Mindera considered Baltimore, Austin, and Denver, but ultimately settled on Pittsburgh—not necessarily for what it offered, but for what it lacked.
“We didn’t want to go into a place that was already saturated with software companies,” she said. “We were looking for a competitive advantage…there’s not the volume of software companies in Pittsburgh that there are in Silicon Valley. You throw a rock and land on a software company, there.”
It’s true that Pittsburgh has a rich set of universities, with Carnegie Mellon being the focal point, and a few tech darlings, like the East Liberty-based language learning startup Duolingo, but there aren’t many anchor companies drawing talent to the region or helping to retain new college graduates.
The premise that local tech talent and cheap real estate alone are sufficient draws for firms to move to the city has become a bit cliché.
“What we haven’t built is a global brand. We’re not a place where thousands of startups, founders, and diverse talent are flocking; we’re not a mecca,” explained Mark Thomas, president of the Pittsburgh Regional Alliance, a nonprofit dedicated to business development in the city. “For people that want to be on the ground floor, and build that, we have all of the right pieces to build a smart economy. That’s our sweet spot.”
Lockwood plans to be a part of that sweet spot. “We see a lot of potential in Pittsburgh, and we want to become a part of the tech ecosystem,” she said. “I think that what we offer is unique to the area…and we would love for people who want to become software developers to look us up.”
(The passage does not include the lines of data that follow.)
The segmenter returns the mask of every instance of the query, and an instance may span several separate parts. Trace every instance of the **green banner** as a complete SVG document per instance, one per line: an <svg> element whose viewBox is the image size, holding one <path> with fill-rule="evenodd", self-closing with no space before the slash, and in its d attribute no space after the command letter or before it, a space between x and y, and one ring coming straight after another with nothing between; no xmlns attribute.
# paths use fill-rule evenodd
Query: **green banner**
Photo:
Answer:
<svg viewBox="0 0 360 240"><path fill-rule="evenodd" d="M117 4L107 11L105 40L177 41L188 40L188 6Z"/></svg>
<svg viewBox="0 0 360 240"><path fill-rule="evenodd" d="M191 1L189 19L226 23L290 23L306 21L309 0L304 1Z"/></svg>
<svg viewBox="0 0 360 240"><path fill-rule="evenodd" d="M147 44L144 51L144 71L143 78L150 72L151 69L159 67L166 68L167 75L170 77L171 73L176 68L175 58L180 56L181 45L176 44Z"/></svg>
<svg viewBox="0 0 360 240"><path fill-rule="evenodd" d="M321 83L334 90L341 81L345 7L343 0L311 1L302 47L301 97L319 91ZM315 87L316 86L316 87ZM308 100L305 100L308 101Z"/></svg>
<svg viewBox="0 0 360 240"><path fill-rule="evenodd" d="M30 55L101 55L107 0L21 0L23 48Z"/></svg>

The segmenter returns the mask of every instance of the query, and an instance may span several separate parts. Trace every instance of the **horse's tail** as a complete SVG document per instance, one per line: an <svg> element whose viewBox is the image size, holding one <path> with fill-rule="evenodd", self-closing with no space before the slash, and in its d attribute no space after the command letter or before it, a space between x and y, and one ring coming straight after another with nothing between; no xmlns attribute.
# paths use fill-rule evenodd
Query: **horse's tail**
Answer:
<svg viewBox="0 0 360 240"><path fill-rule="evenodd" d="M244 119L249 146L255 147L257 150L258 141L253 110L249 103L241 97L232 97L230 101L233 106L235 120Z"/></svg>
For now, Mindera plans to share office space with the Pittsburgh Innovation District, part of InnovatePGH’s public-private partnership, seeking to put Pittsburgh on the map as an innovation hub. But eventually, Lockwood said that Mindera would like to put down roots at a dedicated space in Oakland as its local presence grows.
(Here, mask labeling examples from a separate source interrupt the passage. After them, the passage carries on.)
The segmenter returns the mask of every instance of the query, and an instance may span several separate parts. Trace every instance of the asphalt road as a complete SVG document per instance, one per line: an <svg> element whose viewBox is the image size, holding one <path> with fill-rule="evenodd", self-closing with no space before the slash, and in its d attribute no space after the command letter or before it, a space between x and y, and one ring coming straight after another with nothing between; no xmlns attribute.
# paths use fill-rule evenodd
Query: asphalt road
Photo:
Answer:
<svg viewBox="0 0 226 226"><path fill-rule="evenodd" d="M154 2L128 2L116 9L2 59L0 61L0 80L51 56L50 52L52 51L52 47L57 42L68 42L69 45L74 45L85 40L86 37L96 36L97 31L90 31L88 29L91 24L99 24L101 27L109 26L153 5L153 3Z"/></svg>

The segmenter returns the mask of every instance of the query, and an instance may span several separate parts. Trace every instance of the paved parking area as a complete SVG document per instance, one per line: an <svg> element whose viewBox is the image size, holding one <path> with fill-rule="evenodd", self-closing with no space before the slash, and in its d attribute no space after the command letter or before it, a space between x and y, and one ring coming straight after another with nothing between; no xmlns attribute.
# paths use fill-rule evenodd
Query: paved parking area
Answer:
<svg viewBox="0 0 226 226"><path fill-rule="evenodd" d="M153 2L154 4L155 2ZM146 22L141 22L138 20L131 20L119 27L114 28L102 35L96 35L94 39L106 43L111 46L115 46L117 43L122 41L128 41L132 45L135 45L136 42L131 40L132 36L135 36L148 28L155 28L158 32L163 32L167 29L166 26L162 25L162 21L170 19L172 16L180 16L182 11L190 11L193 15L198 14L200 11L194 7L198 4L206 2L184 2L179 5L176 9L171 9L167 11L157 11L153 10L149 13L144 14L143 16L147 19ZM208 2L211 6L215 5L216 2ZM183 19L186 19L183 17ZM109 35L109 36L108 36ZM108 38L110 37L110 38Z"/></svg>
By the end of 2020, she projects that Mindera will have 15 Pittsburgh employees, bringing its total U.S. employment up to 50 people across both the new office and the existing one in San Diego. She expects 2021 to be another growth year.
Currently, Mindera’s website lists nine job openings for its Pittsburgh office, representing a total of about 20 positions, Lockwood said, including roles in front-end development, quality assurance development, site reliability engineering, and technical lead, among others.
Pittsburgh isn’t known for pure software development companies, but rather specialized tech firms that hire software developers, so Mindera’s move into the region could represent a shift for local talent. Specifically, having a new anchor company could help reduce brain drain—the phenomenon of new college graduates fleeing the city for jobs elsewhere.
“Pittsburghers talk a lot to Pittsburghers, but not a lot to the broader world,” Thomas said. “The talent is leaving for companies like Mindera, so we have to make sure we’re doing aggressive work to attract more companies like that here.”